I need those eight hours so badly that I’ve kept up this routine into my working life. When my co-workers found out I only take 10 minutes to get ready, they needed more details because they didn’t understand how that was possible. (And yes, I’ll take that as a sign that my clothing matching skills have improved!)
Here’s a breakdown:
Minute One: Put in my contacts
Minute Two: Brush my teeth
Minute Three: Still brushin’
Minute Four: Wash my face
Minute Five: Run a comb through my hair and get dressed
Minute Six: Still getting dressed
Minute Seven: Make my bed (while also still getting dressed)
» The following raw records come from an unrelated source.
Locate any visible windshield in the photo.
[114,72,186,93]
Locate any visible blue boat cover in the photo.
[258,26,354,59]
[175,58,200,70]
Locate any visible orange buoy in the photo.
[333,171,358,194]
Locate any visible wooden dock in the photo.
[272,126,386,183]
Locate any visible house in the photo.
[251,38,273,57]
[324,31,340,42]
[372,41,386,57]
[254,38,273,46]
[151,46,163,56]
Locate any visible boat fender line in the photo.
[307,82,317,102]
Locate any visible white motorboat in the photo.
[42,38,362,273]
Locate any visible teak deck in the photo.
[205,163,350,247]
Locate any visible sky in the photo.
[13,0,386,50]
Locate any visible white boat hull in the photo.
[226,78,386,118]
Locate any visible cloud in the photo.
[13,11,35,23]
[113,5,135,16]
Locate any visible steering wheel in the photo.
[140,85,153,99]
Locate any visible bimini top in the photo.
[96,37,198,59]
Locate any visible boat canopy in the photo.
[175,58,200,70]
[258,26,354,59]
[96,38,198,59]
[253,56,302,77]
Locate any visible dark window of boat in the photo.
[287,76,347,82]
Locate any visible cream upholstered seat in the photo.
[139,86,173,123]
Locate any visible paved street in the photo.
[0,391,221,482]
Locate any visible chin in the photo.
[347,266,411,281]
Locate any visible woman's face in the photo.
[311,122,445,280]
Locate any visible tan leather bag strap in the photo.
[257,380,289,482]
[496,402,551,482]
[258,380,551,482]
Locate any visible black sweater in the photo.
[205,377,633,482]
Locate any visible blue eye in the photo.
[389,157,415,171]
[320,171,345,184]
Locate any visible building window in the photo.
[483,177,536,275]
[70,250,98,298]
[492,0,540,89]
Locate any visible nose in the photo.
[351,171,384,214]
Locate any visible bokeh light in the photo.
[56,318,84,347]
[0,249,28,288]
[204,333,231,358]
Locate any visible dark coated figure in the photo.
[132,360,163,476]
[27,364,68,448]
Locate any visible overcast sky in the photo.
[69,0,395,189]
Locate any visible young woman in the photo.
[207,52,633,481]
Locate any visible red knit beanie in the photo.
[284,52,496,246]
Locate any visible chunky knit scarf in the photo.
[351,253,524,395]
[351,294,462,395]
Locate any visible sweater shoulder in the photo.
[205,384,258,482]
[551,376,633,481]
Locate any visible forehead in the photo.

Minute Eight: Put on my shoes
Minute Nine: Grab my work bag and make sure my lunch is in there
Minute 10: Turn off all the lights, grab my keys, and leave
The reality of all this is that I’ve made a lot of compromises to satisfy my desire to both stay up late and sleep in. I don’t wear make-up or elaborate outfits (and I know that I’m fortunate to have a relaxed company dress code and good skin that makes that decision easier). I also don’t eat breakfast or check my phone.
But I also take advantage of my golden hours by planning ahead the night before. If I decide to pack food to eat at the office, I make it in the evening and throw it in the fridge. If I want to bring along a book for the subway, I pack my backpack before going to sleep. Sometimes, I even lay out my outfit to avoid making a tough decision when I’m half awake.
For a while I always felt weird springing out of bed so late in the day when my co-workers told me they’d been up for hours. Was I doing adulthood wrong?
But getting ready in 10 minutes didn’t make me any less productive or any less good at my job. On the contrary, because I got to sleep more I could be even more energetic and focused when I got to the office.
So, for everyone who wishes they could sleep in more, know that you can! You just might have to make some sacrifices along the way.